Friday, March 30, 2012

Violet Jelly

The other day as I was out for a jog (if you can even call it that!) I noticed that there were a bunch of violets on the side of the road.  So this morning, I went back with my youngest and we collected 2 cups worth of blossoms. 

The method for making Violet Jelly is the same as for making Rose Petal Jelly.

First, rinse well and send them for a ride in the salad spinner.

Boil 2 1/4 cups of water and poured it over the blossoms. 

It's hard to see in this picture but the water turns blue almost immediately.  Cover, and let sit on the counter overnight.

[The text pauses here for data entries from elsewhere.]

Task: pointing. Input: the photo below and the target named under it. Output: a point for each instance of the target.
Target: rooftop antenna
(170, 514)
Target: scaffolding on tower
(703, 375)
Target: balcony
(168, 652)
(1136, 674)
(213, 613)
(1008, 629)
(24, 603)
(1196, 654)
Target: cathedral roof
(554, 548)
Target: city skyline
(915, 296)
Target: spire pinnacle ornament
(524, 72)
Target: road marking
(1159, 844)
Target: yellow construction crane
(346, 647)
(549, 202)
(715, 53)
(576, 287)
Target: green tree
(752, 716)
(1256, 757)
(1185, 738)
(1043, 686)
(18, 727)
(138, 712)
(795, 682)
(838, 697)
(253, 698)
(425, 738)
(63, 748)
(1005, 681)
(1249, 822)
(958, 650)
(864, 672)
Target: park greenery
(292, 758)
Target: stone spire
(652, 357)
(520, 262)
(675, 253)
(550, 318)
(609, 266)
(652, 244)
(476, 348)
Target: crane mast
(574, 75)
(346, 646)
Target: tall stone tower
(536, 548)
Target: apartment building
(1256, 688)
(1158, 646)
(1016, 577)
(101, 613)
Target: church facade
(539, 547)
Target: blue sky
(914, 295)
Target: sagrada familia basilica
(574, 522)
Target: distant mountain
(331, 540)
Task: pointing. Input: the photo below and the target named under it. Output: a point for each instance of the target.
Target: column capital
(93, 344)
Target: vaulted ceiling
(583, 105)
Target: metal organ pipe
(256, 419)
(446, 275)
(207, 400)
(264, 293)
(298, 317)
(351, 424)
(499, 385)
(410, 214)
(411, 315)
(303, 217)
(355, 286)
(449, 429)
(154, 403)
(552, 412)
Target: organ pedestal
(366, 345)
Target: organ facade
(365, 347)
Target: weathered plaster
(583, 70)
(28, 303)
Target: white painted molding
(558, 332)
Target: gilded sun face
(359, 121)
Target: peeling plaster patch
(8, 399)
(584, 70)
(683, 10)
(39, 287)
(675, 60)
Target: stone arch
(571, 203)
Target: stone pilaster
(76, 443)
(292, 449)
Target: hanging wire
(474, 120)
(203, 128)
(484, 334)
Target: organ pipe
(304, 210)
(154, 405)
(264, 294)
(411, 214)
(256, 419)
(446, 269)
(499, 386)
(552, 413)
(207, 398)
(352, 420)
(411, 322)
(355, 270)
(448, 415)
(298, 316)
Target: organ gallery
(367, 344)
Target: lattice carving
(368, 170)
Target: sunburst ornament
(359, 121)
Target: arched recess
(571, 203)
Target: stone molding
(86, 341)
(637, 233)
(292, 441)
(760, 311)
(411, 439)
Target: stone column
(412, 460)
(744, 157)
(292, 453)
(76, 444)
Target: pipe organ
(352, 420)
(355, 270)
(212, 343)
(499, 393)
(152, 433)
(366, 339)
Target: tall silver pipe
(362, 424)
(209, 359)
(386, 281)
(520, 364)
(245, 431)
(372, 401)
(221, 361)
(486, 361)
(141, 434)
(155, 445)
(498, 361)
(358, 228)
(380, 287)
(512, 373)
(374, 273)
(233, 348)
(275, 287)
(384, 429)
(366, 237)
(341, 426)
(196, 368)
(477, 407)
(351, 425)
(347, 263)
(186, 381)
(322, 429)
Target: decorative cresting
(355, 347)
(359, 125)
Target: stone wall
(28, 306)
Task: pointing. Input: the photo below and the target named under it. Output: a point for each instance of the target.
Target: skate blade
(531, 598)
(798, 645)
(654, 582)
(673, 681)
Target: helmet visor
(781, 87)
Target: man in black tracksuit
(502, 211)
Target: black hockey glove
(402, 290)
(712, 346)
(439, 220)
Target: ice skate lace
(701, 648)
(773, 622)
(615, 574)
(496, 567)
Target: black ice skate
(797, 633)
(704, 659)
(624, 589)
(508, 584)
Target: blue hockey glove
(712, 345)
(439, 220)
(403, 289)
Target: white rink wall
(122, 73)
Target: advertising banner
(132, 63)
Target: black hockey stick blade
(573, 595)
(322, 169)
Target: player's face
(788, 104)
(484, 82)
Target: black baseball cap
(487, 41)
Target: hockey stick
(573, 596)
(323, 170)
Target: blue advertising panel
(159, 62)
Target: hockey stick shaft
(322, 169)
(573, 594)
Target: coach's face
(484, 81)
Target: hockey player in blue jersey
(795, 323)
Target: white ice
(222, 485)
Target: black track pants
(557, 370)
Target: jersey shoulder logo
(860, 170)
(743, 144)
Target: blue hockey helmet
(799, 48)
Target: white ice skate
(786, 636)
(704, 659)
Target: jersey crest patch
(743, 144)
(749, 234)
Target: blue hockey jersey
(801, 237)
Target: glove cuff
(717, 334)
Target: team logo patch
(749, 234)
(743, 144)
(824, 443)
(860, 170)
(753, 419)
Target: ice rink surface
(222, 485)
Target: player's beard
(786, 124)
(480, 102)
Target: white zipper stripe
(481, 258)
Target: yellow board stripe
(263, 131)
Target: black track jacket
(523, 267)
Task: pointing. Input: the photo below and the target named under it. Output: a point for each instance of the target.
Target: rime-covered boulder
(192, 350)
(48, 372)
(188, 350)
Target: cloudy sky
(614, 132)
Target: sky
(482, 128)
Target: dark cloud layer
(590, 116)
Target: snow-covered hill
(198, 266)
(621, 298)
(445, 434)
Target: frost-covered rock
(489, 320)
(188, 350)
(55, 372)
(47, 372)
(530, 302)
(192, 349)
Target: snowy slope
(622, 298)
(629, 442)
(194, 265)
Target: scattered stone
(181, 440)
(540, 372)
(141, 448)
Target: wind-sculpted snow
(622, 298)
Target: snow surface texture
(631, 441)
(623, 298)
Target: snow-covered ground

When it's time to can them up,  drain the liquid.  Squeeze the violets to get every last drop.  You want 2 cups of liquid. 
To this, add 1/4 cup lemon juice and admire how bright the juice becomes.

Add a box of pectin and bring to a boil in a sauce pan.  Then, add 4 cups of sugar and return to a hard boil.  Continue boiling for 1 minute. 

Remove from heat, fill your jars, process in a BWB for 10 minutes.

I got 4 jelly jars out of the deal.  It's got a light taste that's hard to describe.  It's good, but I think I prefer the Rose Petal.  However, this method works for any herb, so I hope to be trying several more jellies once the garden gets going!